ANZ Bank has announced it will employ a new algorithm to identify harmful misuse of payment fields in transactions, which some have used as an opportunity to harass or abuse victims.
Sending small amounts of money with a message attached has become a technique to get to intended victims when other avenues have been closed.
“In some instances, this algorithm has identified potential imminent threats to life and those high-risk cases have been escalated to ensure that authorities have been able to take action,” the bank has told reporters.
“This algorithm recently identified an individual who has sent repeated abusive and threatening payment messages to a victim.”
NAB has taken new measures to block abusive messaging in transaction description fields too, saying its system blocked 10,000 abusive transactions from 6800 individual customers in March alone.

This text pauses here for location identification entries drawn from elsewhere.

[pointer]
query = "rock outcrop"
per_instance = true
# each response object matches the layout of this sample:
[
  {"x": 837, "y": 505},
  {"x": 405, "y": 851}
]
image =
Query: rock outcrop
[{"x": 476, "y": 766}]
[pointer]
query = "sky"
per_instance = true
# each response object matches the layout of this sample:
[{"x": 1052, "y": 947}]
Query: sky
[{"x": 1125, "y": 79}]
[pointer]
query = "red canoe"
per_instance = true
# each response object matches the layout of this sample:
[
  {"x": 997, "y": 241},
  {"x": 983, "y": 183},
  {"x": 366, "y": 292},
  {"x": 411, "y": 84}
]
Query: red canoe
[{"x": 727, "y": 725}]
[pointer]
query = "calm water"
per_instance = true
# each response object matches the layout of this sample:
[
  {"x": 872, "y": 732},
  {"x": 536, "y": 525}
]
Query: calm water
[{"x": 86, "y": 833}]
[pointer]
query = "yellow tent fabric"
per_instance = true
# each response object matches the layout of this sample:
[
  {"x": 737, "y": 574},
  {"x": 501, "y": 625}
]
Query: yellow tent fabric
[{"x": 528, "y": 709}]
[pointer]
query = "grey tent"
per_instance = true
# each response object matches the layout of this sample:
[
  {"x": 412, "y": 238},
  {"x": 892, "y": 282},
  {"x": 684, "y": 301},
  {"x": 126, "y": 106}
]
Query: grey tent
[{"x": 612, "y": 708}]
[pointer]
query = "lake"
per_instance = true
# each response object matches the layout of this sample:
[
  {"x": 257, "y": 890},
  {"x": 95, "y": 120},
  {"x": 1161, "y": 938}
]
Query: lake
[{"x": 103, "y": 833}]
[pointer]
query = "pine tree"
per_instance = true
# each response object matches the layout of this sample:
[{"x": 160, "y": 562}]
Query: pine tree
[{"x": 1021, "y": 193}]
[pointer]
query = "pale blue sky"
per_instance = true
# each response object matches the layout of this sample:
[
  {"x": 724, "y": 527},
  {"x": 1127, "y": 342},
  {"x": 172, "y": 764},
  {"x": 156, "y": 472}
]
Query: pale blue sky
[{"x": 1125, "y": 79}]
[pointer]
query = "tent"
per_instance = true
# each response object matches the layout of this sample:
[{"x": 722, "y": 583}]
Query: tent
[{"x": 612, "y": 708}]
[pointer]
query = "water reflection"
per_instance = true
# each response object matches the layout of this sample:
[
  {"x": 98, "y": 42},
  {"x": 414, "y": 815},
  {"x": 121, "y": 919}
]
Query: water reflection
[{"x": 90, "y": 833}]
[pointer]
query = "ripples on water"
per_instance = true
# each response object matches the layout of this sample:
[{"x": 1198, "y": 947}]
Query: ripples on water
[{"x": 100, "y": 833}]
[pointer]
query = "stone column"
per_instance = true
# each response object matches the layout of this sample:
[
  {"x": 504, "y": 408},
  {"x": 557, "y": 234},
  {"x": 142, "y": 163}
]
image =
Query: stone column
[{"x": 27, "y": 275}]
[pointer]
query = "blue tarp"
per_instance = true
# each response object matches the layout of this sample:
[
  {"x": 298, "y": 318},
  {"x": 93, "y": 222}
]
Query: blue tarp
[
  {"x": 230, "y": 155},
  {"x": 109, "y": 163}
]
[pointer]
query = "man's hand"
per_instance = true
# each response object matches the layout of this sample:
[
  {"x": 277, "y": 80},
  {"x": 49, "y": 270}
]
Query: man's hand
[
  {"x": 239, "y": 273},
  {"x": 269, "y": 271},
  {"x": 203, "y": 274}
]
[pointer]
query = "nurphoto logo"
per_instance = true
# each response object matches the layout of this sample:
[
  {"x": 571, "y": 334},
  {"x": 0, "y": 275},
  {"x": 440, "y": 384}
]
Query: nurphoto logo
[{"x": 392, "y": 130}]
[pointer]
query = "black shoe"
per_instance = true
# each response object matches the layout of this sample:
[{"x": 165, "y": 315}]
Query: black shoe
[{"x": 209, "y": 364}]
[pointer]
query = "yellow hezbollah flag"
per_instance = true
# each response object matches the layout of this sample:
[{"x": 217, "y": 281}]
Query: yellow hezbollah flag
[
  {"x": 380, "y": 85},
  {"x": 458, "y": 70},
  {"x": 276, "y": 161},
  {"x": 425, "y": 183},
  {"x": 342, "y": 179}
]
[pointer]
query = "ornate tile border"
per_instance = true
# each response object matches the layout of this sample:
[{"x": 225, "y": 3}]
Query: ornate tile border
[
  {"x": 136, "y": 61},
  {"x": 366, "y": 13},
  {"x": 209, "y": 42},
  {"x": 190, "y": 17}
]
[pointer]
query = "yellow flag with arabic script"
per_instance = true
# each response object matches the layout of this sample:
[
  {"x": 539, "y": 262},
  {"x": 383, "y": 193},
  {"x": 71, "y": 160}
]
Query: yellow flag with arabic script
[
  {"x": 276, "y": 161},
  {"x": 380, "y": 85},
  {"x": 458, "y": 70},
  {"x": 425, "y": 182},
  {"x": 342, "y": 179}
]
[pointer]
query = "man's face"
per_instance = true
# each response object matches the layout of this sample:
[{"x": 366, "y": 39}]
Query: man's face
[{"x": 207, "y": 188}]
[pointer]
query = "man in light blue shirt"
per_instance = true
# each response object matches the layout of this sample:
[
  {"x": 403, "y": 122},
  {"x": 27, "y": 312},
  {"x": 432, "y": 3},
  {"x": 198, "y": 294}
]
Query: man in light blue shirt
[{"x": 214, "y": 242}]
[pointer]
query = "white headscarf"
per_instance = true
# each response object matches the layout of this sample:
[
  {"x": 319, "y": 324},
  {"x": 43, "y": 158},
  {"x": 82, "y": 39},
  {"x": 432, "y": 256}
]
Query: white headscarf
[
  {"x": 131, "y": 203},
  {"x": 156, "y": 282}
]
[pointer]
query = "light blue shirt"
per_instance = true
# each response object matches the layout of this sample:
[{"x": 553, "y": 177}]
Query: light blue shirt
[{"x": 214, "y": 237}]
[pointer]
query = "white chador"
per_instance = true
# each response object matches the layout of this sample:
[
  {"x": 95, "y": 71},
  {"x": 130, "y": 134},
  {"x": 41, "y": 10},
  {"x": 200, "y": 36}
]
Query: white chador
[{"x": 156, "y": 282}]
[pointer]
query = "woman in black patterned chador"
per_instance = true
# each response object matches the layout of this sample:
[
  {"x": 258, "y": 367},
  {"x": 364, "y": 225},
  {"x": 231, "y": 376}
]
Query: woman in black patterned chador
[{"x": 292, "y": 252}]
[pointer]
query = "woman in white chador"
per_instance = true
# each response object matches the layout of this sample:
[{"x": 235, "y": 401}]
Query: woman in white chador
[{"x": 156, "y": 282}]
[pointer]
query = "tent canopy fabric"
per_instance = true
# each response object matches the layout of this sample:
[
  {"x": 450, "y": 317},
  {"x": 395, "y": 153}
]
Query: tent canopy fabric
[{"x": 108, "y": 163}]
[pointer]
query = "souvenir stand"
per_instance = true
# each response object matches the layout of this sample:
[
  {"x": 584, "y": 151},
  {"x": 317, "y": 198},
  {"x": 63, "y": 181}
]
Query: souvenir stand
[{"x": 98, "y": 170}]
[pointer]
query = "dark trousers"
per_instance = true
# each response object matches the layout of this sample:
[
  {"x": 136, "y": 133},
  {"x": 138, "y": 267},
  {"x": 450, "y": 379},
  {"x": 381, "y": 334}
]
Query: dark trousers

Westpac is running data analytics across payments to detect "subtle threats and patterns of abuse" in description fields, and the Commonwealth Bank is using machine learning tools to scan for abusive patterns of behaviour on its platforms.
ESafety Commissioner Julie Inman Grant says people go to extremes to misuse technology to harm others.
“When internet banking systems and apps were created, I’m sure no one gave a second thought to how the short descriptions people provide on online bank transfers could be weaponised to abuse and intimidate someone else,” she said.
“But what we see, particularly in domestic violence situations, are examples of abusive partners making payments like child support payments but instead of one large payment, they might make 50 smaller ones, leaving a separate abusive or threatening message for their ex-partner on each one.”